Machine Learning, Rust and SIMD - II


It’s been a while and a lot happened since the last time.

The plan with this post was to show the results of optimizing Yolo’s hot path for the Raspberry Pi 3B+

I did get into Yolo’s codebase and did some profiling. Turns out, most (85%+) of the time was spent in a single function.

Which is great news, we can focus our optimization efforts!

The weird named function didn’t seem to be doing much:

void cpu_gemm_nn(int TA, int TB, int M, int N, int K, float ALPHA,
        float *A, int lda,
        float *B, int ldb,
        float BETA,
        float *C, int ldc)
{
    int i,j,k;
    for(i = 0; i < M; ++i){
        for(k = 0; k < K; ++k){
            PUT_IN_REGISTER float A_PART = ALPHA * A[i * lda + k];
            for(j = 0; j < N; ++j){
                C[i*ldc+j] += A_PART*B[k*ldb+j];
            }
        }
    }
}

I later discovered it was part of the Basic Linear Algebra Subprograms (BLAS) specification and was an acronym for general matrix multiplication.

Naively I rewrote it in (safe) Rust and got horrible performance, over 2x slower than the C version. Turns out, in such a tight loop bounds checking has a high price.

I then disabled bounds checking using unsafe and got back to the same performance as C!

#[no_mangle]
pub extern "C" fn gemm_nn_rust_unsafe(n: usize, k: usize, alpha: f32,
                                      a: *const f32, lda: usize,
                                      b: *const f32, ldb: usize,
                                      c: *const f32, ldc: usize){
    let size_a = lda + k;
    let a_n;
    unsafe {
        a_n = std::slice::from_raw_parts(a as *const f32, size_a);
    }

    let size_b = k*ldb + n;
    let b_n;
    unsafe {
        b_n = std::slice::from_raw_parts(b as *const f32, size_b);
    }

    let size_c = ldc + n;
    let c_n;
    unsafe {
        c_n = std::slice::from_raw_parts_mut(c as *mut f32, size_c);
    }
    unsafe {
        let i = 0;
        for k_index in 0..k {
            let a_part: f32 = alpha * *a_n.get_unchecked( k_index);
            let mut j = 0;
            while j < n {           // stride a = 1 // stride b = ldb // stride c = 1
                // rows a = 1
                *c_n.get_unchecked_mut( j) += a_part * (*b_n.get_unchecked(k_index * (ldb) + j));
                j = j+1;
            }

        }
    }
}

Awesome, we have baseline! Now we can get into SIMD!

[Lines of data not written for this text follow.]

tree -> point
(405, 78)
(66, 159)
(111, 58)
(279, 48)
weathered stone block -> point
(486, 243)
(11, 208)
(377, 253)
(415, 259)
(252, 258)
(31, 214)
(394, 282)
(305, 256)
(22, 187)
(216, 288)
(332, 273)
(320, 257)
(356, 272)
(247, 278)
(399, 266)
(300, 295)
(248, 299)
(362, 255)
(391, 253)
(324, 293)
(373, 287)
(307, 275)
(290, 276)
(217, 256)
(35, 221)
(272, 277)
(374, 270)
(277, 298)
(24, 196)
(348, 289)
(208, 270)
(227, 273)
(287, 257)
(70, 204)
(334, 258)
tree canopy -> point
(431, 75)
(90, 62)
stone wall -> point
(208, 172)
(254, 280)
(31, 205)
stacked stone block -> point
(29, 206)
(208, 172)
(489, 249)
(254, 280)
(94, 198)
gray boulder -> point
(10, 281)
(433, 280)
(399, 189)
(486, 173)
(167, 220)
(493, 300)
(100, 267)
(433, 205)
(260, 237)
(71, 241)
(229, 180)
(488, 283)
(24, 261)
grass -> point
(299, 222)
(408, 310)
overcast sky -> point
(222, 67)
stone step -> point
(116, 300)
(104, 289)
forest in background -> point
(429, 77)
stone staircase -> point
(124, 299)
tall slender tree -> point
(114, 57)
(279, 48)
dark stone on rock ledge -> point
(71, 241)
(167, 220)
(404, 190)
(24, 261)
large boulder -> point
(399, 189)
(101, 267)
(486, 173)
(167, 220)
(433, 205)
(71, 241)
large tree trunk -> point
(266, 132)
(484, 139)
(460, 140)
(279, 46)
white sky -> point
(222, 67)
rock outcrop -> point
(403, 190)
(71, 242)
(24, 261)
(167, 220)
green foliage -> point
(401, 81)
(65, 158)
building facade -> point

Adding SIMD was quite fun and pleasant thanks to the Packed SIMD crate and the awesome Rust community.

#[no_mangle]
pub extern "C" fn gemm_nn_rust_simd(n: usize, k: usize, alpha: f32,
                                    a: *const f32, lda: usize,
                                    b: *const f32, ldb: usize,
                                    c: *const f32, ldc: usize)
{
    let size_a = lda + k;
    let a_n;
    unsafe {
        a_n = std::slice::from_raw_parts(a as *const f32, size_a);
    }

    let size_b = k*ldb + n;
    let b_n;
    unsafe {
        b_n = std::slice::from_raw_parts(b as *const f32, size_b);
    }

    let size_c = ldc + n;
    let c_n;
    unsafe {
        c_n = std::slice::from_raw_parts_mut(c as *mut f32, size_c);
    }
    let chunks = 4 as usize;
    let integer = n/chunks;
    unsafe {
        let i = 0;
        for k_index in 0..k {
            let a_part: f32 = alpha * *a_n.get_unchecked(i * (lda) + k_index);
//            let a_part_simd = f32x4::splat(a_part);
            let mut j = 0;
            let c_ind = i * (ldc);
            let b_ind = k_index * (ldb);
            while j < chunks * integer {
                let c_ind_inner = c_ind + j;
                let c_var = f32x4::from_slice_unaligned_unchecked(&c_n[c_ind_inner ..]);
                let b_var = f32x4::from_slice_unaligned_unchecked(&b_n[(b_ind + j) ..]);

                let res = c_var + a_part * b_var;
                res.write_to_slice_unaligned_unchecked(&mut c_n[c_ind_inner ..]);
                j = j + chunks;
            }

            while j < n {
                *c_n.get_unchecked_mut(c_ind + j) += a_part * (*b_n.get_unchecked(b_ind + j));
                j = j+1;
            }

        }
    }

}

As expected it did boost performance quite a bit!

Here are the final results:

Single Thread Single Thread Multi Thread Multi Thread
C ARM Rust ARM Neon C ARM OpenMP Rust ARM Neon OpenMP
Real 5m36s 2m26s 1m44s 1m1s
User 5m12s 2m13s 5m26s 2m40s
Sys 0m1s 0m1s 0m1s 0m1s
Real 336s 146s 104s 61s
Real Speedup 1x 2.29x 1x 1.69x

The plan now was to switch to safe Rust using iterators and maybe replace OpenMP multithreading approach to using the fantastic Rayon library.

However, before getting to it Smart Campus told me plans had changed and the code would actually run in the University’s servers, instead of the Raspberry Pi 3B+. Since Yolo’s code has handwritten x86 AVX assembly for this function it made little sense to try to beat it and the code itself ran in less than 10s already on the server x86 VM.

Nevertheless it was quite a fun project and got me wondering what kind of magic Yolo is using to get such great (and fast) results.